Hi @Abhisek_Dey
Thanks for sharing more details!
Situation
The link you posted this time did include job errors and I noticed the server administrators now have a banner message posted! Did you see this yet? I think it explains your situation.
Sporadic errors
We currently have a technical problem leading to sporadic errors occurring on random jobs, with a typical “Unable to finish job” error. We are aware of this problem, and we do our best to find a solution to this tricky problem. If you encounter this problem, the workaround is to rerun the job with the same parameters.
Screenshot
What to do
I would suggest trying the workflow reruns, not just job reruns (although you can try that too!). How to at any Galaxy server. → Rerunning only failed jobs in a workflow: Replace and Resume functions
The problem is likely with the cluster configuration and some jobs are failing “by chance” for unclear reasons.
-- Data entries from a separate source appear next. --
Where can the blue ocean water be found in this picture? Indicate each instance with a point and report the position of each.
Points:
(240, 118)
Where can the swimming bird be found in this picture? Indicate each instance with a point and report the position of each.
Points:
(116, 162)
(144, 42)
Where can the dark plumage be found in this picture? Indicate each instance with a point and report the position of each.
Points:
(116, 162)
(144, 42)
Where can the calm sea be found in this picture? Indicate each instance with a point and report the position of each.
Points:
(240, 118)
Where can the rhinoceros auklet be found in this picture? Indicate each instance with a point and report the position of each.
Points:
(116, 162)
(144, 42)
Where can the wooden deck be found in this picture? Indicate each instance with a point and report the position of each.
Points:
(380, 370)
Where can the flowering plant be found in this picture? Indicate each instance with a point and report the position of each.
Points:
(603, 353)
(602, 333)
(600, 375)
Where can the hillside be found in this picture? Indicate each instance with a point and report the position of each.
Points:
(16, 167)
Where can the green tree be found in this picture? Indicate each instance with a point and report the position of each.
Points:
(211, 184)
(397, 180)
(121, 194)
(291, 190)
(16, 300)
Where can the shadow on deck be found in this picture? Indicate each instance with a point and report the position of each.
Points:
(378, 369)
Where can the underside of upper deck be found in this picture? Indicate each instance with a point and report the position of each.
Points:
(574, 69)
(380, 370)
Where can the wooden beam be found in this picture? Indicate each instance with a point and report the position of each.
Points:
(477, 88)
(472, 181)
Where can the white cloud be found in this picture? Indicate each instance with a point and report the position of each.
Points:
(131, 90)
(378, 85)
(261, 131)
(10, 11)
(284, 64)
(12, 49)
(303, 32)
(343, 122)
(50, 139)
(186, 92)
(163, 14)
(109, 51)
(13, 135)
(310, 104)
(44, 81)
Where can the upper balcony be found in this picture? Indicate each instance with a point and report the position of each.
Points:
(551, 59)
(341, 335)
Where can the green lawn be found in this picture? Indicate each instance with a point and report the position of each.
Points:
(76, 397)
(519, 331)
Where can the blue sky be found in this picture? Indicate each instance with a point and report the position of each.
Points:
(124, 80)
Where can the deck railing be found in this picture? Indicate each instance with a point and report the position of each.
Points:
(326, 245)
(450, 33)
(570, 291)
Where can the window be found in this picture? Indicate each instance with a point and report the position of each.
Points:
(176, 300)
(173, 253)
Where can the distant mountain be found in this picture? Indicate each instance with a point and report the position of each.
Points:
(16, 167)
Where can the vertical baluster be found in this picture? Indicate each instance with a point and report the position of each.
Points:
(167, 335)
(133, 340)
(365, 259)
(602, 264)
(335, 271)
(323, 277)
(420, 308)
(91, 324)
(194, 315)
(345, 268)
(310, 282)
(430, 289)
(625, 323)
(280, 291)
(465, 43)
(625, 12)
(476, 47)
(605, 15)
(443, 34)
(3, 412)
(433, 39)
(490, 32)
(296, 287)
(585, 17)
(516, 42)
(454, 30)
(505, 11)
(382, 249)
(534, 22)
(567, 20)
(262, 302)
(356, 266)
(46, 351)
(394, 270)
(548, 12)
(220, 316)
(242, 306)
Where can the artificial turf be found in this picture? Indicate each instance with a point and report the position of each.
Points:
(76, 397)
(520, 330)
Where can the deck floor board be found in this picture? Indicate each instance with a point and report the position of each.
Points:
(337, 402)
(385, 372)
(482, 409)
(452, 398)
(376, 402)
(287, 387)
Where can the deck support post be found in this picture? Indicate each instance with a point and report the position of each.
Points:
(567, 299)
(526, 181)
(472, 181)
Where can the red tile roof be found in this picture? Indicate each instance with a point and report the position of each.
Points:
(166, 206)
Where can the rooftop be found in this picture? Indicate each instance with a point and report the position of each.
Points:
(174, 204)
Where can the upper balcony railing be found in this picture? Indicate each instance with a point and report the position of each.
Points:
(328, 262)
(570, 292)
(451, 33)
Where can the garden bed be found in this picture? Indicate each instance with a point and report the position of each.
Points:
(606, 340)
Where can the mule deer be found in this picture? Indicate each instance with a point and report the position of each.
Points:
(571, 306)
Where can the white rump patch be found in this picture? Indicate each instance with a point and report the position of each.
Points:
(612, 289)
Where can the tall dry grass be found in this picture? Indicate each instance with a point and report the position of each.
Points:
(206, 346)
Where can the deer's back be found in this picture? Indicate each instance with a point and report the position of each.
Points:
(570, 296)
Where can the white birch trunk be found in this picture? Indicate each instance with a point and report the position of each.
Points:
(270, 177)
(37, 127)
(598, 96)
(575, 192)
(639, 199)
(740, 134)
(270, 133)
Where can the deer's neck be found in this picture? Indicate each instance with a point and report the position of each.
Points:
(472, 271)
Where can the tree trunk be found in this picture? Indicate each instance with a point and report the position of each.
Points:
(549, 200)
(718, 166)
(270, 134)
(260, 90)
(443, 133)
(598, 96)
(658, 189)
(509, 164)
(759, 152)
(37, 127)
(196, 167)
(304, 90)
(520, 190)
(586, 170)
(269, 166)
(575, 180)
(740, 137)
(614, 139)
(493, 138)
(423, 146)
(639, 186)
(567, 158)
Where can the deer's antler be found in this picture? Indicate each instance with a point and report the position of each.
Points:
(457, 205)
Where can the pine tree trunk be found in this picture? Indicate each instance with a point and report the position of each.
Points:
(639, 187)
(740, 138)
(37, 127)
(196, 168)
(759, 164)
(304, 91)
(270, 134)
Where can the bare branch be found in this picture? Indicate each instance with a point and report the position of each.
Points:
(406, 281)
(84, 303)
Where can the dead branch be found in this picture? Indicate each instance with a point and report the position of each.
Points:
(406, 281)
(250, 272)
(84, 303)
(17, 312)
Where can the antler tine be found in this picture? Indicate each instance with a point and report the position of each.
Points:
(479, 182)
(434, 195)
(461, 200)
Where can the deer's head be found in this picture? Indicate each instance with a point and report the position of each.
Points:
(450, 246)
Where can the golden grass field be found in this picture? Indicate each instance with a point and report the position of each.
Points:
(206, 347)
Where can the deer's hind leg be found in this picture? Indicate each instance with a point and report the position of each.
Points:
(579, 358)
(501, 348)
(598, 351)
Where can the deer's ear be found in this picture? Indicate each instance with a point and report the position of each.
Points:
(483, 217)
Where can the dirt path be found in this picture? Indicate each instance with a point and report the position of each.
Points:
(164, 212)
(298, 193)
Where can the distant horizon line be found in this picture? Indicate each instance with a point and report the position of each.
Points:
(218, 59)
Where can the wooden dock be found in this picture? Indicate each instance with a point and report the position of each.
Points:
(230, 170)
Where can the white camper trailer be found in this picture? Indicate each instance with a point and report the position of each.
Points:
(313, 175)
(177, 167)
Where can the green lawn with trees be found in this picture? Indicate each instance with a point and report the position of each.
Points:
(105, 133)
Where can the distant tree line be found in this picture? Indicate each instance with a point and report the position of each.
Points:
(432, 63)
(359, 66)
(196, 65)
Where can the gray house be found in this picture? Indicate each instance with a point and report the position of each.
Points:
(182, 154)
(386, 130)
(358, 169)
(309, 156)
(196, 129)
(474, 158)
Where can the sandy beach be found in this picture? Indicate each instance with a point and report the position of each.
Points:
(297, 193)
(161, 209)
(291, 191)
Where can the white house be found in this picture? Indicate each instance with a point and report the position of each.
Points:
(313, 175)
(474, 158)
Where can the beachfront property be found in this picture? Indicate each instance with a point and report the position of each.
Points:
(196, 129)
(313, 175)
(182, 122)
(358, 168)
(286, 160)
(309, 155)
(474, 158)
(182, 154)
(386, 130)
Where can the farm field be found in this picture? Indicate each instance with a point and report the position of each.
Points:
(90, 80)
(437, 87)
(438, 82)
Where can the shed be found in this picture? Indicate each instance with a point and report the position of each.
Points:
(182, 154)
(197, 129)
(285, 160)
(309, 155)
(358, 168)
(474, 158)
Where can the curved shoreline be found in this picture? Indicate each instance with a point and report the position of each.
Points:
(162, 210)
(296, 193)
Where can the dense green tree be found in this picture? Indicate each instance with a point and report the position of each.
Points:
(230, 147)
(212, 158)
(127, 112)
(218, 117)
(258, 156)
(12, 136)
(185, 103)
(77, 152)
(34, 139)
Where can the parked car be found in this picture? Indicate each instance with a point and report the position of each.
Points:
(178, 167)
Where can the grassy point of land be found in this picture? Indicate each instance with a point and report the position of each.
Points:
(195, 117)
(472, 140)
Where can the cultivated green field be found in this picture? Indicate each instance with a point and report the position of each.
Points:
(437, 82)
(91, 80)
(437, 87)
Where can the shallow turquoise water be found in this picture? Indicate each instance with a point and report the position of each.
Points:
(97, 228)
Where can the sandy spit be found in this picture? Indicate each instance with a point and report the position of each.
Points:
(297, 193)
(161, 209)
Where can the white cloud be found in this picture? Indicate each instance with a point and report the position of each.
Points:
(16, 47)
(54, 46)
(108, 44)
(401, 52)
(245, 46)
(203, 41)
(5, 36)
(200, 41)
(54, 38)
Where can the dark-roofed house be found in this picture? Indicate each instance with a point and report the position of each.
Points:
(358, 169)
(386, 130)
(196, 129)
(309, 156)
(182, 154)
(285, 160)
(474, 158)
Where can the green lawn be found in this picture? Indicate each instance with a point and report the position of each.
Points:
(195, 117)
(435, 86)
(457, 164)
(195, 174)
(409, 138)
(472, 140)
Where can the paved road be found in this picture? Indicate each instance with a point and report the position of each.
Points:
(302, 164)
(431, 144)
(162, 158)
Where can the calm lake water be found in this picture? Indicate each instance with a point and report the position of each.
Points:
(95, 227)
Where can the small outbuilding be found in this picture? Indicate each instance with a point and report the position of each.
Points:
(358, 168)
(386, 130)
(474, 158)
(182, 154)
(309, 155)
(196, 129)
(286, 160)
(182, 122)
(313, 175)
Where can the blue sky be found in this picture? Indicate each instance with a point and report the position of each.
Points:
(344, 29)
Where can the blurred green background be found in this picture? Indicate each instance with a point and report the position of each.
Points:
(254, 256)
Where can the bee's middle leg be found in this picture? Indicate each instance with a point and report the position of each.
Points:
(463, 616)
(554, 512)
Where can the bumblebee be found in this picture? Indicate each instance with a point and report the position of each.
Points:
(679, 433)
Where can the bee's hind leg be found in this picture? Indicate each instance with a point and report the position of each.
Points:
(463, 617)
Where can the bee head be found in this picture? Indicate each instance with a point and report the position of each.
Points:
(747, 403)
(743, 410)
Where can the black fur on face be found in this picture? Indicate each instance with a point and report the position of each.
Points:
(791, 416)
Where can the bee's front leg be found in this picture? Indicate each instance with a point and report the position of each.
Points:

While that is always true at some low level (these clusters process thousands, sometimes tens of thousands, of jobs a day), it is higher right now for some reason only those administrators can examine. They will likely post a notice once this is corrected, either as another server message or possibly at their forum.
This might be linked to parameter choices (since those can influence which cluster nodes jobs are sorted to) or it could be truly random! You could share your example and observations with them. Maybe it can help to sort out the underlying issue?
Frustrating I know but I still hope this helps! ![]()